The nonsuit before justice Lain, arose from the inattention of the plaintiff to his rights, and' a culpable omission to avail himself of the privileges which the law gave him, rather than from non-attendance of the witness, who had furnished him with a certified copy of his docket, which, if authenticated by the county clerk, would have proved all the facts essential to a recovery. The certificate of the clerk could have been very readily procured, and ought *639to have been procured. 2 R. S. 270, § 247. So the judgment might have been proved, in the absence of the justice, by any person who had compared the copy with the original entries, with proof that those entries were in the hand writing of the justice. § 248. As a general rule, parties should be required to resort to this evidence of Justices’ dockets, rather than compel the attendance of those officers to prove them, as one of the objects of providing different and convenient modes of proof was their relief from a burden that must otherwise frequently occur. Again; there was no absolute necessity for the plaintiff to submit to a nonsuit, if he had not elected to do so. As the defendant did not appear, the justice might have kept the court open until the plaintiff had procured, in one of the above modes, or by the attendance of the magistrate, the proof of the docket.

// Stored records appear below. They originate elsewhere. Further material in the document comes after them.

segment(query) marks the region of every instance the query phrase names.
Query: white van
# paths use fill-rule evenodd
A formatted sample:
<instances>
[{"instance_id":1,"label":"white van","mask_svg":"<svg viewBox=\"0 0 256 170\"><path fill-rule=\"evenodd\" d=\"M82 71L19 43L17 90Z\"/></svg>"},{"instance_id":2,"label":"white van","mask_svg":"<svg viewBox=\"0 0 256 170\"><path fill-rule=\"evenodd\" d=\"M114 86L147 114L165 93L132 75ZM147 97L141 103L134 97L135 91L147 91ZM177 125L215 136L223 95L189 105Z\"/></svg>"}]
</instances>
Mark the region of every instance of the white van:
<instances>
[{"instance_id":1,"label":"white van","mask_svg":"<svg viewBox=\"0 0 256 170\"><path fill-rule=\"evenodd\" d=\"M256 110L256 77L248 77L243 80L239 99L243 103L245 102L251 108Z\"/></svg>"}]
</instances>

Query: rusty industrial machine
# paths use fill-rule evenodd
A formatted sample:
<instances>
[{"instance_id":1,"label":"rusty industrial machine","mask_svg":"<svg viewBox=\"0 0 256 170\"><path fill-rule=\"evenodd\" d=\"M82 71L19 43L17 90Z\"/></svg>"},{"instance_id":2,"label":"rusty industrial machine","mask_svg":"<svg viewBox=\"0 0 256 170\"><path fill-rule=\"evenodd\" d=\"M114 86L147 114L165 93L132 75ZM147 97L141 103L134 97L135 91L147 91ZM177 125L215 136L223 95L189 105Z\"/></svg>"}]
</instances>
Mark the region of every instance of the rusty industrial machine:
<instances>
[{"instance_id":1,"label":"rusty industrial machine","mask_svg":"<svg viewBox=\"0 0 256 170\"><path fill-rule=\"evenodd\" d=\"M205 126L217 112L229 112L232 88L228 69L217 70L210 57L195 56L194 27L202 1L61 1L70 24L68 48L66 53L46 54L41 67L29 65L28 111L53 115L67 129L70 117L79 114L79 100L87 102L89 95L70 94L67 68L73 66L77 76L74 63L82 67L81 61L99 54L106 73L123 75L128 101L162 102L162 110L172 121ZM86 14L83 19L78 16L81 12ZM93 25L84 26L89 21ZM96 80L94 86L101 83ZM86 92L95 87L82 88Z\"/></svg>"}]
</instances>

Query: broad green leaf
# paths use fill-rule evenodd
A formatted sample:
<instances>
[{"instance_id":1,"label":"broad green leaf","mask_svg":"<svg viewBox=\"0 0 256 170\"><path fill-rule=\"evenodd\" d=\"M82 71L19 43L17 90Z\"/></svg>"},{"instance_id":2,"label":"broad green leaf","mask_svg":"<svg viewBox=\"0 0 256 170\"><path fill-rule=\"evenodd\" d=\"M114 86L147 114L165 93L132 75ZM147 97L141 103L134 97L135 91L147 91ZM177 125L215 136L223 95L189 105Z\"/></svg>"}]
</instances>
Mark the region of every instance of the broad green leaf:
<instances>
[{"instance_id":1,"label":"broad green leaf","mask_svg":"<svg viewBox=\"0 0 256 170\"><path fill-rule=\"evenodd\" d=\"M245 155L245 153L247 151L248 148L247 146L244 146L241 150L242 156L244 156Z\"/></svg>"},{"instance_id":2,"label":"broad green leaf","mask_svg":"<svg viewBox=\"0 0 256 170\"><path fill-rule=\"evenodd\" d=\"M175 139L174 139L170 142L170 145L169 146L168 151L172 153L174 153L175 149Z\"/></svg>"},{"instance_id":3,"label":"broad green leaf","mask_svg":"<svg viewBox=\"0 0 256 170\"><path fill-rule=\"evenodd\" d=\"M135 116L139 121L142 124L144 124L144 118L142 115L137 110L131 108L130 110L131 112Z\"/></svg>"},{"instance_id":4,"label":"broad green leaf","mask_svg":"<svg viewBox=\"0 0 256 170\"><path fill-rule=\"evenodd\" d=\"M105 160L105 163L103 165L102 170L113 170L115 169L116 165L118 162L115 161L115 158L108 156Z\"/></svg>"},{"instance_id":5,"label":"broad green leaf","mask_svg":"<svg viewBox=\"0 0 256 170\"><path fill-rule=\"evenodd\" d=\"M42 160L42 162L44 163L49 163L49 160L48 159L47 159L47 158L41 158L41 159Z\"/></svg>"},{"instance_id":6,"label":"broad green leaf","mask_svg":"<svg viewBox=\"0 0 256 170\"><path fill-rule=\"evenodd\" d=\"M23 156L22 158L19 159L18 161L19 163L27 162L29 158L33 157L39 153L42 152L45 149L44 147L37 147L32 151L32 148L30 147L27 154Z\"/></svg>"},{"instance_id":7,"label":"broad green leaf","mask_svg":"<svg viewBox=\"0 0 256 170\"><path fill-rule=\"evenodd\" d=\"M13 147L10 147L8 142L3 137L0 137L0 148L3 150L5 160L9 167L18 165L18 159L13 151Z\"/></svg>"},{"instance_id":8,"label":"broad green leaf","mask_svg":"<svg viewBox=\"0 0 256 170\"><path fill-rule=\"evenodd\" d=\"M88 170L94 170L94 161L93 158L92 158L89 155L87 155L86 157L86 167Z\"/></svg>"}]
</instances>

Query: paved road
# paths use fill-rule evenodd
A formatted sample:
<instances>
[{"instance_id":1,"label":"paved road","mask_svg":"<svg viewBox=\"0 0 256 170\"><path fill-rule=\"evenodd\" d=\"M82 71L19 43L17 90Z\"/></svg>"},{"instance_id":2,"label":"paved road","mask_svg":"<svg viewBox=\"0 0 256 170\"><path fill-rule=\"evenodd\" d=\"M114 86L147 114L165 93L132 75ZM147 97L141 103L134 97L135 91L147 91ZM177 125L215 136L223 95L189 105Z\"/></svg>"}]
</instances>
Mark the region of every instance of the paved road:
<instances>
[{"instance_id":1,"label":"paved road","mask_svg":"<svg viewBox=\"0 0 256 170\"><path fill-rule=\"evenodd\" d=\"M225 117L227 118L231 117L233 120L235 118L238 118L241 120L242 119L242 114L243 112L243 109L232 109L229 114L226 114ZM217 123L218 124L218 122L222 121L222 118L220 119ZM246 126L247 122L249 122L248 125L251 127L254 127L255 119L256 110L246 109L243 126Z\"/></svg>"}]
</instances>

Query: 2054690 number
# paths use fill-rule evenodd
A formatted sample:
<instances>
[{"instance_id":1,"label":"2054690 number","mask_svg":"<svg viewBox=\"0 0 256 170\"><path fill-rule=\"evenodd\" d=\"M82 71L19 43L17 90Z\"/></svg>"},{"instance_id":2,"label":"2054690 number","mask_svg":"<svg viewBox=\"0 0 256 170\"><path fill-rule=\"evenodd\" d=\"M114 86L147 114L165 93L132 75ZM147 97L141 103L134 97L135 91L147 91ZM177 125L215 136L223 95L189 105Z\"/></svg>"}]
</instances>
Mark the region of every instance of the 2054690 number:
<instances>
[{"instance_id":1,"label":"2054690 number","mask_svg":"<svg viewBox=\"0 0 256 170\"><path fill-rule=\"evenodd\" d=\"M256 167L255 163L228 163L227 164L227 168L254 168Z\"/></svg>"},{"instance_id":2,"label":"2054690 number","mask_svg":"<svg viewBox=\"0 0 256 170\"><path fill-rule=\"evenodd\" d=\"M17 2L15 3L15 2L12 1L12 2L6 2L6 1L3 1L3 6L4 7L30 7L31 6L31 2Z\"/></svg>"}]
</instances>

The section of the statute upon which this action is founded, 2 R. S. 242, § 90, is but declaratory of the common law, 1 Phil. Ev. 4, 1 Archb. P. 172, 2 Doug. 566, 1 Campb. 14, 9 East, 473, which does not subject witnesses to damages for non-attendance, unless when without a reasonable excuse. There are three modes of compelling the attendance of witnesses before a justice : 1. By attachment, 2 R. S. 241, § 83; 2. By fine, not exceeding ten dollars, nor less than sixty-two and a half cents, § 85 ; 3. By an action on the case, to recover the damages sustained for the non-attendance. In the two first modes of compelling attendance, by the terms of the statute, they are not to be enforced, except in the absence of a reasonable excuse. The section giving the action on the case, refers to and is intended to embrace a similar non-attendance, that is, one without just cause.
*The damages claimed are of a trifling amount, and a suit under the facts disclosed in this case, where the proof desired could have been so easily obtained, ought not to be encouraged.
Judgment reversed, with single costs.